東日本大震災以降、「この地名は危ない」と解説する本が何冊も出されたが、「結局は災害が起きた後に解釈をこじつけているだけではないか」という批判がつきまとうのには、もっともな面もある。
しかし、災害地名をオカルトや都市伝説と同列に見るのは間違いだろう。東京のバス停の名前から地盤が良好か軟弱かを調べると、河川や沖積低地の地質図と見事に一致するという研究成果もある。
天災は忘れないだけでは不十分
住んでいるところの旧地名や由来、さらには郷土史を調べるのと同時に、自治体が公表しているハザードマップを確認し、いつでも見ることができるようにしておく。自分なりの防災マップを作る作業は、災害を他人事としない第一歩にもなる。自治体も過去の郷土の記録を整理し、災害地名をハザードマップに掲載したり、地区に説明板を設けたりして、もっと防災対策に生かす策を考えてもいい。
大きな災害のたびに言われる「天災は忘れた頃にやってくる」は、科学者で随筆家でもあった寺田寅彦(1878~1935)の名言とされるが、実は寅彦の論文や随筆にこの言葉はない。寅彦が口にした言葉を、弟子の中谷宇吉郎(1900~62)が寅彦の随筆で読んだと思い込んで紹介したことで広がった。
後に宇吉郎は出典を問われて、寅彦の随筆をすべて読みなおした。「天災は…」の言葉は見つからなかったが、改めて寅彦の教えを切実に感じたのだろう。宇吉郎は寅彦の名言を「先生がペンを使わないで書かれた文字ともいえる」と述べている。

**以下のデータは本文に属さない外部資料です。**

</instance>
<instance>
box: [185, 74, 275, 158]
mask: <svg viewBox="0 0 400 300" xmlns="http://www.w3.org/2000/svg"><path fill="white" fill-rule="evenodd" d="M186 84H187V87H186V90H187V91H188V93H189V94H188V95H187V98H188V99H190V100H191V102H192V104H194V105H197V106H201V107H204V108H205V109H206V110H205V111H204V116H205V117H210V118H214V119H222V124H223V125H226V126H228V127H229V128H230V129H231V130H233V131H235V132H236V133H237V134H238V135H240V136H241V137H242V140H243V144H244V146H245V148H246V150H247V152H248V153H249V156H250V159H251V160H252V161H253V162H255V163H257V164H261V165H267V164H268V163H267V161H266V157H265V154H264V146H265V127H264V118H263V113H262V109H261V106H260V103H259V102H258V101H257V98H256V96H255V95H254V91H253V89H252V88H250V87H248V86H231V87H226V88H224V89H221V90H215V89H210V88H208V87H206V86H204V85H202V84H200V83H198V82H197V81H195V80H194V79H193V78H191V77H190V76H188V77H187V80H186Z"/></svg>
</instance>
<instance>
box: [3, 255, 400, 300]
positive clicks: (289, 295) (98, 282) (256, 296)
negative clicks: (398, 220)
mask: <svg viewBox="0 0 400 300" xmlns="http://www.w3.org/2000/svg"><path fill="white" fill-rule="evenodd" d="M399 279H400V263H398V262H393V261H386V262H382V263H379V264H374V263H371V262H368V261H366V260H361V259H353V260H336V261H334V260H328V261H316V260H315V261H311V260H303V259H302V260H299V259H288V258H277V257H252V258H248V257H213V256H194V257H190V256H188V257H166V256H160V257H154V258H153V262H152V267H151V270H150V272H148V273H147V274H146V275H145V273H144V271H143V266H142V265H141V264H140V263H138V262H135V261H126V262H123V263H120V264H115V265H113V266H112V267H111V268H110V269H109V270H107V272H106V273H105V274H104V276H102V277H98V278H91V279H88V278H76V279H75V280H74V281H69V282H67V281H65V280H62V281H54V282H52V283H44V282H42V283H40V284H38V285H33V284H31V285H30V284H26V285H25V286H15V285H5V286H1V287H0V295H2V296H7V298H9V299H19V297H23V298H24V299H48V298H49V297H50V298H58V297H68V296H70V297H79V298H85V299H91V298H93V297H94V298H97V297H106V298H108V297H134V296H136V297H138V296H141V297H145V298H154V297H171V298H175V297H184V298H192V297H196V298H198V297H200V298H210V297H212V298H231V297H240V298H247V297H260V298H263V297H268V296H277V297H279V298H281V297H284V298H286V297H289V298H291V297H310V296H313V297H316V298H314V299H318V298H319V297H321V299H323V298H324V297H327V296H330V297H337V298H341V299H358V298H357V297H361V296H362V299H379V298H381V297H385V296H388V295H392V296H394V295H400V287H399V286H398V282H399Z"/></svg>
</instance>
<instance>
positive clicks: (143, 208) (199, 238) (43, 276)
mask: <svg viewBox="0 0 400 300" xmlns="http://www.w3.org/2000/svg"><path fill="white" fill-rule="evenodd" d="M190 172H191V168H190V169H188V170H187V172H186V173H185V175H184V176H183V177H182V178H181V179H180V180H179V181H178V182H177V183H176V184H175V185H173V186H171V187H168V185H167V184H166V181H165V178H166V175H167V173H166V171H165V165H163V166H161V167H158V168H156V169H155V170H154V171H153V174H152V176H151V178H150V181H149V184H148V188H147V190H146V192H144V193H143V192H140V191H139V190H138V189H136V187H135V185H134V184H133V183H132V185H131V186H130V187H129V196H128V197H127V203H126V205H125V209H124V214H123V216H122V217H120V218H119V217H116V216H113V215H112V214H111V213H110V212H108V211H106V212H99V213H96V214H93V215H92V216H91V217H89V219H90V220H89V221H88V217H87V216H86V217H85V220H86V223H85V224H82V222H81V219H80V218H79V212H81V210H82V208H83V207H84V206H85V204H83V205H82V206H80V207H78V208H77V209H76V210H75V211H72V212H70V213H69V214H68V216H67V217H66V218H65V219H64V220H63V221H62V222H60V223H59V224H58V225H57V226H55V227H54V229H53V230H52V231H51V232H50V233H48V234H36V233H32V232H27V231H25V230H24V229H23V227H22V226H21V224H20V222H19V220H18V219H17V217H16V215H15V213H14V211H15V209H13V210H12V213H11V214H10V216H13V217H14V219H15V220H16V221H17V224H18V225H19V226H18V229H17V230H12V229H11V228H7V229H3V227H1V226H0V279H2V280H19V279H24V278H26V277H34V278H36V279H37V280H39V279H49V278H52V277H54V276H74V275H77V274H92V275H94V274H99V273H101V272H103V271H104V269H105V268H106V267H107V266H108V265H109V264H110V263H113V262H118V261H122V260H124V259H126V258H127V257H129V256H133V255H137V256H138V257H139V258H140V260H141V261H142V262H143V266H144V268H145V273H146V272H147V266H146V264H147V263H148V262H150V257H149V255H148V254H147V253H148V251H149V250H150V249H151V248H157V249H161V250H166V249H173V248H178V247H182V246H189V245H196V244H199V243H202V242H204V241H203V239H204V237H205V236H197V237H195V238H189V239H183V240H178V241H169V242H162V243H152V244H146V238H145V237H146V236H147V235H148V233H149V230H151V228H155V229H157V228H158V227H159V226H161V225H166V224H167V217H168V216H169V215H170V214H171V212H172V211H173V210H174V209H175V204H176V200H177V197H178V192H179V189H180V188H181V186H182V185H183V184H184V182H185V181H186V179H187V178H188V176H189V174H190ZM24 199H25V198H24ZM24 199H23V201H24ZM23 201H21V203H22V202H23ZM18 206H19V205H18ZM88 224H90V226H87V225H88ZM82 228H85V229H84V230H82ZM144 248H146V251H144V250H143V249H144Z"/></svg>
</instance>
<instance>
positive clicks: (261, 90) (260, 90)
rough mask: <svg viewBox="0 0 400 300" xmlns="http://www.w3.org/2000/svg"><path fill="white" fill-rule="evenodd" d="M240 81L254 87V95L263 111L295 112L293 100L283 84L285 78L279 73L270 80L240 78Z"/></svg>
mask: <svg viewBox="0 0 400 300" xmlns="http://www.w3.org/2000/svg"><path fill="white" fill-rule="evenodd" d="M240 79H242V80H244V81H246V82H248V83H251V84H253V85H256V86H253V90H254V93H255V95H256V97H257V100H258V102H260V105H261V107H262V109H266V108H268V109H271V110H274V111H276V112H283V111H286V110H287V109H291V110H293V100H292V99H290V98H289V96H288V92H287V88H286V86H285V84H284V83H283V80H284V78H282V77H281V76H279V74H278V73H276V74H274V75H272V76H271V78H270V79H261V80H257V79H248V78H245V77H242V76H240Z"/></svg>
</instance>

人は忘れる生き物だ。思い出せなくなったら記録を読みなおせばいい。ただし、それで終わりではいけない。寅彦とともに関東大震災の被害調査に取り組み、「地震の神様」と呼ばれた地震学者の今村明恒(1870~1948)は、「天災は忘れないだけでは不十分で、防備することが重要だ」と補足を加えている。